Company: AstraZeneca

Drug: Fasenra

Indication: Eosinophilic granulomatosis with polyangiitis (EGPA)

The FDA has approved Fasenra for the treatment of eosinophilic granulomatosis with polyangiitis (EGPA), a rare immune-mediated disease that can lead to multi-organ failure and significant morbidity and mortality if not treated. The approval follows data from the Phase III, placebo-controlled, randomized trial, which showed that treatment with Fasenra significantly increased the proportion of patients who achieved remission of their disease compared to placebo. Fasenra is a monoclonal antibody that targets IL-5 to reduce eosinophil levels in the blood. The drug is already approved for patients with severe eosinophilic asthma, eosinophilic granulomatosis, and polyangiitis.

Company: PTC Therapeutics

Drug: Upstaza

Indication: A genetically defined form of amyotrophic lateral sclerosis (ALS)

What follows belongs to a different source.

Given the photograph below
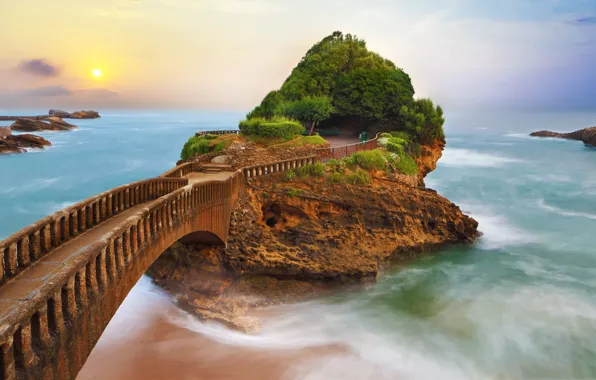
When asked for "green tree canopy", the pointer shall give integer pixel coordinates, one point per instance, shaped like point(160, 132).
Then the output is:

PTC Therapeutics' Upstaza has been approved by the FDA for the treatment of a genetically defined form of amyotrophic lateral sclerosis (ALS) caused by a mutation in the SOD1 gene. Upstaza is a gene therapy designed to provide a working copy of the SOD1 gene to slow disease progression. The approval is based on a Phase II clinical trial demonstrating that Upstaza was able to reduce the levels of the toxic SOD1 protein in patients' blood and cerebrospinal fluid, leading to a significant improvement in survival and functional measures. Upstaza is the first gene therapy approved for ALS.

Company: Biogen and Eisai

Drug: Leqembi

Indication: Alzheimer's disease

Biogen and Eisai's Leqembi has gained FDA approval for treating patients with early Alzheimer’s disease based on positive results from the Phase III CLARITY AD trial. Leqembi is a monoclonal antibody designed to target amyloid-beta plaques in the brain. The trial showed a statistically significant slowing of cognitive decline in patients receiving the drug compared to placebo. The approval is a notable milestone in the treatment landscape of Alzheimer’s disease, which has faced numerous setbacks over the years. Biogen is launching Leqembi under the FDA's accelerated approval pathway, which allows for marketing based on early clinical trial evidence while requiring further studies to confirm clinical benefit. Leqembi's safety profile includes risks of infusion-related reactions and amyloid-related imaging abnormalities, which require close monitoring of patients.

Company: Amgen

Drug: A new formulation of Amgen's Repatha

Indication: Cardiovascular disease

Amgen has secured FDA approval for a new formulation of Repatha, the cholesterol-lowering injection, which now allows for self-administration every two weeks or once a month. The approval was based on results from a Phase III trial showing that the new formulation was effective at reducing low-density lipoprotein cholesterol levels in patients with high cardiovascular risk. Repatha is already approved as an adjunct to diet and exercise for reducing LDL cholesterol in adults with heterozygous familial hypercholesterolemia and in patients with atherosclerotic cardiovascular disease.